È ipotizzabile, oggi come ieri che, a parti invertite, il centrodestra possa sventolare lo stesso rischio dell’“autoritarismo”? A sentire le prime uscite di Silvio Berlusconi pare proprio di sì. Quanto questo argomento sia spendibile, però, è un’altra cosa, soprattutto se usato da chi, nel 2006, ha proposto una riforma analoga, e poi, durante il periodo del Nazareno, ha concorso ad elaborare il testo oggi sottoposto a referendum. Nel 2006 la sinistra mandò due messaggi chiari: no al rischio autoritarismo del governo, sì al primato del Parlamento. Il messaggio è arrivato e ha convinto una grande maggioranza di italiani. Può oggi Berlusconi, con lo stesso argomento, conseguire lo stesso risultato? Non pare proprio, perché l’implicito messaggio che contiene: “conserviamo l’esistente”, smentisce la sua storia personale e l’idea che la destra, ma non soltanto, ha della cultura di governo.

Risale a Bettino Craxi, sicuramente uomo non di destra, la battuta secondo cui, nel corso del suo primo governo, negli anni Ottanta, una volta entrato a Palazzo Chigi, aveva trovato la stanza dei bottoni, ma non i “bottoni”. Intendeva dire che l’Esecutivo era carente degli strumenti idonei a governare.
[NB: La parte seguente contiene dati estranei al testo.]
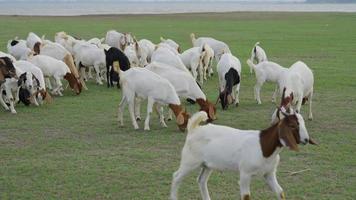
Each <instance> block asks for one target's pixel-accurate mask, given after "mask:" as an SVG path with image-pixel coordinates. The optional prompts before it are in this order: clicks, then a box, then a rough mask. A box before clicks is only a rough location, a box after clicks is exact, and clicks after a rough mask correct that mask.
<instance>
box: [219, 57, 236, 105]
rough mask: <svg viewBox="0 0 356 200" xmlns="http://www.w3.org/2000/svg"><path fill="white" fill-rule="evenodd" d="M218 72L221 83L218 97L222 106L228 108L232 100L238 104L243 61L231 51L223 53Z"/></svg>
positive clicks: (219, 83) (219, 65) (219, 61)
mask: <svg viewBox="0 0 356 200" xmlns="http://www.w3.org/2000/svg"><path fill="white" fill-rule="evenodd" d="M217 72H218V75H219V85H220V88H219V97H218V98H219V99H220V102H221V106H222V108H223V109H226V108H227V107H228V105H229V104H231V103H232V101H234V104H235V105H236V106H238V104H239V93H240V81H241V63H240V61H239V59H238V58H236V57H235V56H233V55H232V54H231V53H225V54H223V55H222V56H221V58H220V60H219V62H218V65H217ZM233 90H234V92H233ZM219 99H218V100H219Z"/></svg>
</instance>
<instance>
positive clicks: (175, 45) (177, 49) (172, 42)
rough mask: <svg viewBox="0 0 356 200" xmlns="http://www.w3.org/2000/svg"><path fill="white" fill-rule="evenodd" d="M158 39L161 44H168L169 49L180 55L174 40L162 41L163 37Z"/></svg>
mask: <svg viewBox="0 0 356 200" xmlns="http://www.w3.org/2000/svg"><path fill="white" fill-rule="evenodd" d="M160 39H161V43H165V44H168V45H169V46H170V47H172V48H173V49H174V50H176V51H177V52H178V53H181V49H180V46H179V44H177V43H176V42H175V41H174V40H172V39H164V38H163V37H161V38H160Z"/></svg>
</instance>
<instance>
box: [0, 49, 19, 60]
mask: <svg viewBox="0 0 356 200" xmlns="http://www.w3.org/2000/svg"><path fill="white" fill-rule="evenodd" d="M0 57H8V58H10V59H11V61H12V62H16V58H15V57H14V56H12V55H10V54H7V53H4V52H2V51H0Z"/></svg>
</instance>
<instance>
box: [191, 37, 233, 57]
mask: <svg viewBox="0 0 356 200" xmlns="http://www.w3.org/2000/svg"><path fill="white" fill-rule="evenodd" d="M190 39H191V40H192V43H193V46H195V47H200V46H203V45H204V44H208V45H209V46H210V47H211V48H212V49H213V50H214V56H215V60H216V62H219V60H220V58H221V56H222V55H223V54H224V53H231V51H230V48H229V46H228V45H227V44H226V43H224V42H222V41H219V40H216V39H214V38H211V37H199V38H195V34H194V33H192V34H190Z"/></svg>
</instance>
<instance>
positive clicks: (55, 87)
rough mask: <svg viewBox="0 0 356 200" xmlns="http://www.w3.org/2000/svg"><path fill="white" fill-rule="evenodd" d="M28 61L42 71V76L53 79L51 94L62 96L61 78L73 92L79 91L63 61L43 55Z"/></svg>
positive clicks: (28, 59) (76, 80)
mask: <svg viewBox="0 0 356 200" xmlns="http://www.w3.org/2000/svg"><path fill="white" fill-rule="evenodd" d="M28 61H29V62H31V63H32V64H34V65H36V66H38V67H39V68H40V69H41V70H42V72H43V75H44V76H46V77H48V78H49V77H53V78H54V80H55V83H56V85H55V88H53V90H52V92H53V94H58V95H60V96H63V94H62V92H61V91H62V90H63V87H62V82H61V79H62V78H64V79H66V80H67V81H68V83H69V85H70V87H71V88H72V89H73V90H74V91H79V89H78V88H77V87H78V84H77V83H78V82H77V79H76V78H75V76H74V75H73V74H72V73H71V72H70V70H69V68H68V66H67V65H66V64H65V63H64V62H63V61H61V60H57V59H55V58H52V57H49V56H45V55H37V56H32V57H30V58H29V59H28ZM48 84H50V82H48Z"/></svg>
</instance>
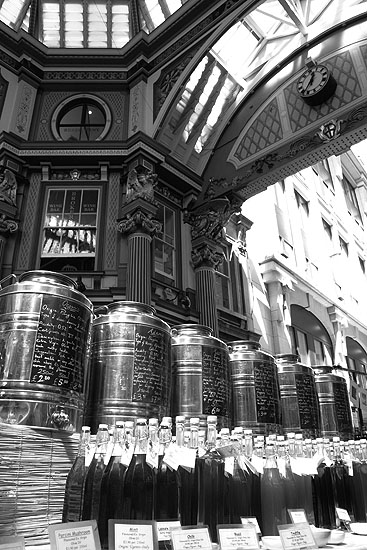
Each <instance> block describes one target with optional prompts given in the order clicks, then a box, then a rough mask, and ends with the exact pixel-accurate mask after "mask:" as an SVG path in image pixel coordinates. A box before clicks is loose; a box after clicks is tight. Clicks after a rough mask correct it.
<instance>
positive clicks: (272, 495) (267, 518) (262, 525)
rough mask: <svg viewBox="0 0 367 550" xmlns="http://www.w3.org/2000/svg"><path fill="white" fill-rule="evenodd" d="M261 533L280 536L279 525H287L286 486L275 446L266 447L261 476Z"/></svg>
mask: <svg viewBox="0 0 367 550" xmlns="http://www.w3.org/2000/svg"><path fill="white" fill-rule="evenodd" d="M260 486H261V526H262V527H261V531H262V534H263V535H278V534H279V532H278V528H277V526H278V525H284V524H286V523H287V509H286V500H285V493H284V486H283V483H282V479H281V476H280V473H279V469H278V465H277V461H276V458H275V446H274V445H273V444H267V445H266V446H265V464H264V473H263V475H262V476H261V483H260Z"/></svg>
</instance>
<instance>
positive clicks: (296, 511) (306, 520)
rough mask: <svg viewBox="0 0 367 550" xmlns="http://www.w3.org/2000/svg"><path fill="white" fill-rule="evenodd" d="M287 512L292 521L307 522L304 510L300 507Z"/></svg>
mask: <svg viewBox="0 0 367 550" xmlns="http://www.w3.org/2000/svg"><path fill="white" fill-rule="evenodd" d="M288 514H289V517H290V518H291V520H292V523H308V521H307V516H306V512H305V511H304V510H302V509H299V510H288Z"/></svg>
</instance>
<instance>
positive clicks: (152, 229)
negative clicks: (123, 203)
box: [117, 198, 162, 237]
mask: <svg viewBox="0 0 367 550" xmlns="http://www.w3.org/2000/svg"><path fill="white" fill-rule="evenodd" d="M121 214H122V217H121V218H119V219H118V220H117V230H118V231H120V232H121V233H123V234H126V235H131V234H134V233H145V234H147V235H149V236H151V237H153V236H154V235H155V233H156V232H157V231H161V230H162V224H161V222H160V221H159V220H157V219H156V218H155V216H156V214H157V207H156V206H155V205H154V204H152V203H150V202H147V201H145V200H144V199H141V198H138V199H135V200H133V201H131V202H129V203H128V204H126V205H125V206H124V207H123V208H122V211H121Z"/></svg>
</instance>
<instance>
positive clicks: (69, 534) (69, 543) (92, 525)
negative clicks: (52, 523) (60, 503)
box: [48, 519, 101, 550]
mask: <svg viewBox="0 0 367 550" xmlns="http://www.w3.org/2000/svg"><path fill="white" fill-rule="evenodd" d="M48 532H49V536H50V546H51V549H52V550H100V548H101V544H100V540H99V535H98V528H97V522H96V520H95V519H93V520H89V521H75V522H74V523H72V524H71V523H58V524H56V525H50V526H49V527H48Z"/></svg>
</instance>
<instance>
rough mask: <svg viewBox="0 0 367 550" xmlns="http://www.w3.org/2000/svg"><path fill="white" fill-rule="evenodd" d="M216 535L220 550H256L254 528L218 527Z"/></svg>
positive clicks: (256, 543)
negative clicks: (219, 543)
mask: <svg viewBox="0 0 367 550" xmlns="http://www.w3.org/2000/svg"><path fill="white" fill-rule="evenodd" d="M218 535H219V541H220V548H221V550H238V549H239V548H241V550H242V549H245V548H246V549H247V550H257V549H258V548H259V541H258V538H257V534H256V530H255V526H254V525H251V524H249V523H248V524H247V525H218Z"/></svg>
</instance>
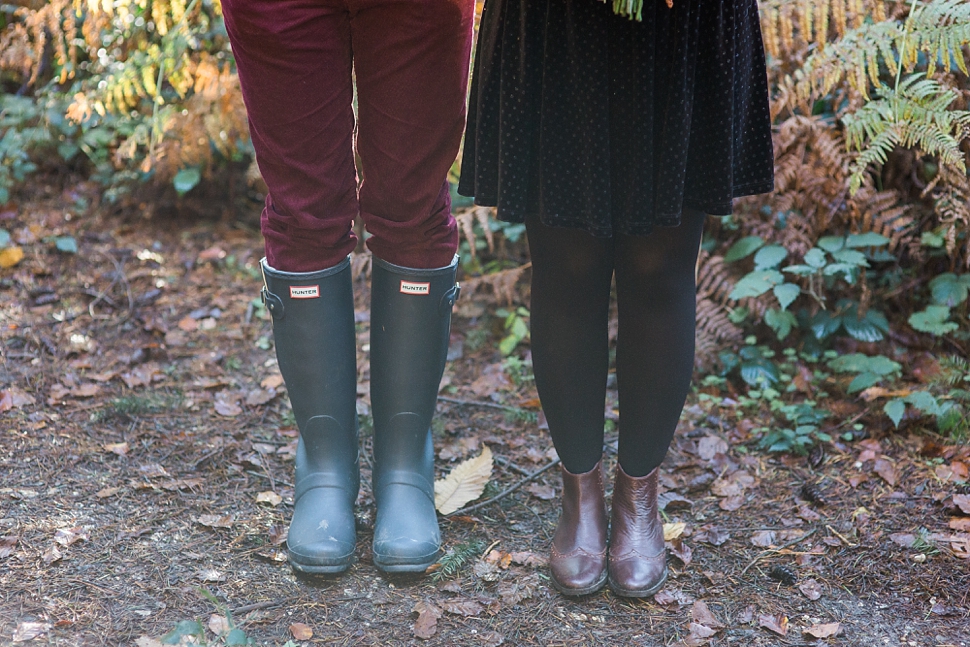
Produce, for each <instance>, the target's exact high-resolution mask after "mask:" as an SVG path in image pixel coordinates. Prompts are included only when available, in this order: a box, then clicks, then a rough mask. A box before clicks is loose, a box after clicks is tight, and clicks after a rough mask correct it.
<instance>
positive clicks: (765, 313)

Da allora, tutte le commissioni bicamerali, da quella presieduta dall’onorevole Bozzi in avanti, hanno sempre riproposto lo stesso tema: togliere potere ai partiti per restituirlo al popolo e alle istituzioni, a partire dal Governo. Come può oggi la destra motivare convincentemente la sua ostilità al rafforzamento dell’Esecutivo e alla stabilizzazione delle maggioranze parlamentari? Non gli sarà facile, perché si tratta di una posizione incoerente con la sua storia. Diventerà addirittura impossibile, quando le ragioni del “No” saranno coerentemente declinate, fino in fondo, da parte della sinistra antirenziana e dal Movimento 5 Stelle che, già oggi, sventolano il vessillo della difesa della democrazia rappresentativa e della partecipazione, contro il rafforzamento del governo. A quel punto il disorientamento dell’elettorato di destra sarà completo, a tutto vantaggio del fronte del “Sì”, che potrà tentare d’intercettare anche alcuni consensi dell’elettorato moderato. Un bel risultato questo, per chi si propone di ricostituire un soggetto politico di centrodestra con vocazioni di governo. A quel punto non resterà che buttarla in politica, secondo le regole consuete.

In altri tempi, nel gennaio del 1947, dopo il ritorno di De Gasperi dal viaggio negli Stati Uniti, la sinistra, che pur sosteneva con la Democrazia Cristiana un governo di unità nazionale, fu sospinta all’opposizione. Nonostante lo schiaffo, democristiani, socialisti e comunisti continuarono a collaborare tra loro nella stesura del Testo della Costituzione, con un atteggiamento di strabismo politico e costituzionale che li vedeva uniti e divisi allo stesso tempo. Oggi un simile atteggiamento dei partiti italiani, nell’assumere analoghi comportamenti “ragionati”, ha dell’impossibile (solo nella terra della democrazia, la Gran Bretagna, questo è ancora possibile con Jeremy Corbyn). Resta tuttavia la domanda se, per caso, il popolo italiano non avesse meritato, tanto nel 2006 come nel 2016, lo stesso tipo di comportamenti coerenti.